Arswendo Atmowiloto, seorang penulis dan wartawan aktif asal Solo yang sepanjang karirnya berhasil menciptakan karya-karya yang pada akhirnya menginspirasi banyak orang. Pria yang lahir pada 26 November 1948 ini dikenal atas novel-novelnya karena mengangkat permasalahan yang dianggap dekat dengan masyarakat. Namun, isu yang paling sering diangkat adalah problematika keluarga yang senantiasa melengkapi realita kehidupan. Dalam novel-novelnya, Arswendo kerap menggambarkan kebobrokan keluarga dengan berbagai rintangannya dan dibungkus dengan bahasa yang familiar namun puitis sehingga pembaca dapat memahami dan merasakan emosi dari karya-karyanya. Salah satu novelnya yang paling terkenal berjudul “Keluarga Cemara” dan pertama kali diterbitkan pada tahun 1981 oleh penerbit Gramedia Pustaka Utama.

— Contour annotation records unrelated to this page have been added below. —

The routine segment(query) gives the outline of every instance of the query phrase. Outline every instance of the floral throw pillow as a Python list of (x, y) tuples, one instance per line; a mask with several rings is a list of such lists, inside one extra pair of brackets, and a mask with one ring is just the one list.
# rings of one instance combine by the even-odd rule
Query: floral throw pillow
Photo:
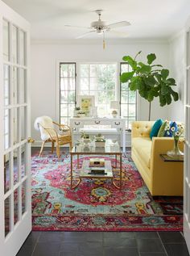
[(163, 135), (164, 137), (172, 137), (173, 132), (177, 132), (178, 126), (176, 122), (169, 122), (167, 121), (167, 125), (165, 127), (165, 133)]

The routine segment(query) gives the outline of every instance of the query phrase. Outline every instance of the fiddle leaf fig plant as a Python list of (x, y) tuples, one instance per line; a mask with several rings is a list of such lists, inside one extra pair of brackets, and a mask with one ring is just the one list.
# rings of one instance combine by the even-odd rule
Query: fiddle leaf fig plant
[(122, 60), (129, 64), (131, 71), (124, 72), (120, 76), (121, 82), (129, 82), (131, 90), (138, 90), (140, 96), (149, 102), (149, 120), (151, 119), (151, 103), (155, 98), (159, 97), (161, 107), (171, 104), (179, 100), (179, 94), (172, 86), (176, 86), (174, 78), (169, 78), (169, 70), (163, 69), (161, 65), (152, 63), (156, 59), (155, 53), (148, 54), (147, 63), (138, 62), (137, 57), (141, 53), (138, 52), (134, 58), (130, 56), (124, 56)]

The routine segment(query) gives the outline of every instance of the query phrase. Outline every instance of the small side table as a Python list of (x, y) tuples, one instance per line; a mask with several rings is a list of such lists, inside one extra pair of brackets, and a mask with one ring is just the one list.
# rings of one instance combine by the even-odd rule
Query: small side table
[(165, 153), (161, 153), (160, 157), (164, 161), (164, 162), (184, 162), (184, 156), (168, 156), (167, 154)]

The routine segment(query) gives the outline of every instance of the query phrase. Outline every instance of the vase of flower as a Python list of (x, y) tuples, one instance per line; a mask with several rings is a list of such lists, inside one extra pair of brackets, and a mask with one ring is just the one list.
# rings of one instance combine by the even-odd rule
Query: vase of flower
[(184, 126), (182, 124), (178, 124), (177, 125), (177, 129), (176, 128), (172, 127), (171, 128), (174, 138), (174, 146), (173, 149), (171, 151), (167, 151), (167, 154), (168, 156), (183, 156), (184, 153), (180, 151), (179, 148), (179, 140), (180, 137), (181, 136), (182, 133), (184, 132)]

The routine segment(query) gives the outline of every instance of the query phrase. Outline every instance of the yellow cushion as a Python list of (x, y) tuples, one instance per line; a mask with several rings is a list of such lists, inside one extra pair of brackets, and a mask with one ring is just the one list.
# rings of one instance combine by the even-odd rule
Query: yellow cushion
[(133, 138), (132, 141), (132, 147), (138, 153), (140, 161), (142, 161), (150, 168), (151, 151), (151, 141), (150, 137)]

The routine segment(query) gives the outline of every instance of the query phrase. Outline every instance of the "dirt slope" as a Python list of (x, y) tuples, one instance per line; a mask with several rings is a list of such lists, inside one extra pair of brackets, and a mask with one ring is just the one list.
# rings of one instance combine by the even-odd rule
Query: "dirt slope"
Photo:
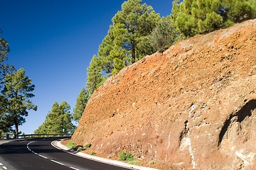
[(72, 140), (161, 169), (255, 169), (255, 47), (251, 20), (145, 57), (93, 94)]

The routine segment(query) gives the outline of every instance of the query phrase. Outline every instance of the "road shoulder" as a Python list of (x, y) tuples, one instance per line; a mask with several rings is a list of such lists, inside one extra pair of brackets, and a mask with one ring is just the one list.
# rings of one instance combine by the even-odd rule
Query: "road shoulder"
[(72, 150), (70, 150), (68, 147), (63, 145), (61, 144), (60, 141), (55, 140), (55, 141), (53, 141), (52, 142), (52, 145), (53, 147), (55, 147), (55, 148), (58, 149), (61, 149), (61, 150), (63, 150), (64, 152), (68, 152), (70, 154), (76, 155), (78, 157), (83, 157), (83, 158), (85, 158), (85, 159), (91, 159), (91, 160), (102, 162), (102, 163), (105, 163), (105, 164), (115, 165), (115, 166), (124, 167), (124, 168), (127, 168), (127, 169), (131, 169), (157, 170), (157, 169), (153, 169), (153, 168), (144, 167), (144, 166), (137, 166), (137, 165), (128, 164), (126, 164), (126, 163), (122, 162), (111, 160), (111, 159), (105, 159), (105, 158), (101, 158), (101, 157), (87, 154), (85, 154), (85, 153), (82, 153), (82, 152), (73, 152)]

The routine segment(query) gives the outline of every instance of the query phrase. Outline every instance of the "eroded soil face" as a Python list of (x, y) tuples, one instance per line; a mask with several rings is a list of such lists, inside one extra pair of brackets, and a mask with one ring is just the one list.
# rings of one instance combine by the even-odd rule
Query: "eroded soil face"
[(146, 56), (92, 95), (72, 140), (161, 169), (256, 168), (256, 20)]

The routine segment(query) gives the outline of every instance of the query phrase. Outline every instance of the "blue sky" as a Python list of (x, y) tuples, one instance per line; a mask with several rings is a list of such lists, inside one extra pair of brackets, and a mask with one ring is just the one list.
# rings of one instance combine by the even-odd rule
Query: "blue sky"
[[(124, 1), (1, 1), (0, 36), (9, 43), (8, 63), (32, 79), (38, 110), (28, 112), (20, 130), (31, 134), (55, 101), (75, 106), (87, 79), (87, 67)], [(161, 16), (172, 0), (142, 0)]]

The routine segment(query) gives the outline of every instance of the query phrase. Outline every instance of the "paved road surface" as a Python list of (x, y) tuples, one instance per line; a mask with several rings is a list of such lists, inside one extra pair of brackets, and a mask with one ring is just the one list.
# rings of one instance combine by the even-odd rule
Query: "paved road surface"
[(127, 170), (64, 152), (50, 143), (55, 139), (24, 140), (0, 145), (0, 169)]

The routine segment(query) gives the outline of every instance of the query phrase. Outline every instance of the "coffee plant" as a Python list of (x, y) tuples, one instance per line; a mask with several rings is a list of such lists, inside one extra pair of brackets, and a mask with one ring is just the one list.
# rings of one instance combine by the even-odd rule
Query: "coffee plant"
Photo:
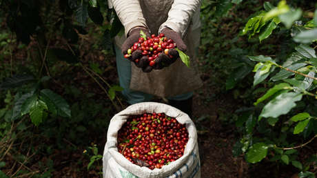
[[(285, 1), (277, 6), (265, 2), (263, 8), (249, 18), (241, 35), (257, 39), (260, 48), (276, 34), (287, 48), (247, 56), (254, 63), (253, 93), (260, 97), (253, 106), (236, 111), (236, 125), (243, 137), (233, 152), (244, 153), (252, 164), (265, 159), (292, 164), (299, 177), (314, 177), (308, 170), (317, 161), (316, 148), (309, 145), (317, 137), (317, 10), (293, 8)], [(305, 148), (312, 152), (304, 160), (299, 155), (307, 154)]]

Novel Keluarga Cemara mengisahkan lika-liku kehidupan dalam keluarga Abah yang awalnya merupakan keluarga pengusaha berkecukupan dan tinggal di ibukota. Sayangnya, masa kejayaan itu tidak berlangsung selamanya karena Abah dan keluarganya harus berhadapan dengan konflik ekonomi sehingga Abah harus menjual dan merelakan semua harta bendanya untuk ganti rugi. Lebih sedihnya, bahkan tidak semua anggota keluarga sempat merasakan kejayaan itu, hanya Abah, Ema, dan Euis yang merasakannya sedangkan Ara dan Agil hanya dapat membayangkan. Hidup mereka berubah 180 derajat. Sekarang mereka harus merintis kehidupan mereka dari awal, sembari menanti harapan akan datangnya masa kejayaan mereka yang telah terampas. Kendati demikian, keluarga mereka masih tetap bersatu dan menjaga satu sama lain. Abah menjadi tukang becak, lalu untuk membantu ekonomi, Ema berjualan opak dibantu oleh Euis yang paham betul kondisi keluarganya sekarang. Ara, meskipun dibayang-bayangi harapan untuk merasakan hidup berkecukupan, tetap mau mengerti keadaan keluarganya.

Hal yang membuat novel ini sangat terkenal adalah fakta bahwa penulis dapat dengan jelas menggambarkan secara bersamaan konflik dalam dunia kerja yang berbuntut menjadi masalah keluarga. Selama membaca, kita akan terlarut dalam simpati dan empati untuk keluarga mereka. Terutama mengetahui bahwa Euis, Ara, Agil bahkan harus mau meredam keinginan mereka karena hampir mustahil terpenuhi. Bukannya mendapat yang diinginkan, justru mereka harus rela melupakan semua itu dan fokus memulihkan kondisi ekonomi keluarga mereka. Sayangnya, realita pahit ini kerap terjadi di Indonesia. Masih banyak keluarga yang seharusnya dapat menjadi keluarga yang harmonis justru jatuh ke dalam jurang masalah dan kemiskinan. Lebih lagi, banyak dari kasus tersebut yang berujung pada perpecahan keluarga alih-alih bersatu untuk membalikkan keadaan.

Novel ini menjadi inspirasi untuk banyak orang bahwa ketika kita jatuh dalam sebuah masalah, jangan jadikan hal tersebut sebagai alasan untuk mengeluh atau bahkan menyerah. Setiap masalah pasti mempunyai solusinya masing-masing, jadi tidak ada alasan bagi kita untuk berhenti sebelum menemukan solusi tersebut. Terkadang masalah adalah awal menuju hidup yang lebih baik dan lebih bahagia. Dalam hal keluarga, jika ada masalah, tidak seharusnya kita saling menyalahkan. Menyalahkan sama saja tidak bertanggungjawab atas masalah yang seharusnya ditanggung bersama. Sebagai keluarga, kita seharusnya bisa menjadi pemersatu, bersama-sama dalam keharmonisan, mencari solusi bersama atas masalah yang ditanggung bersama, sehingga tercipta keluarga yang sempurna.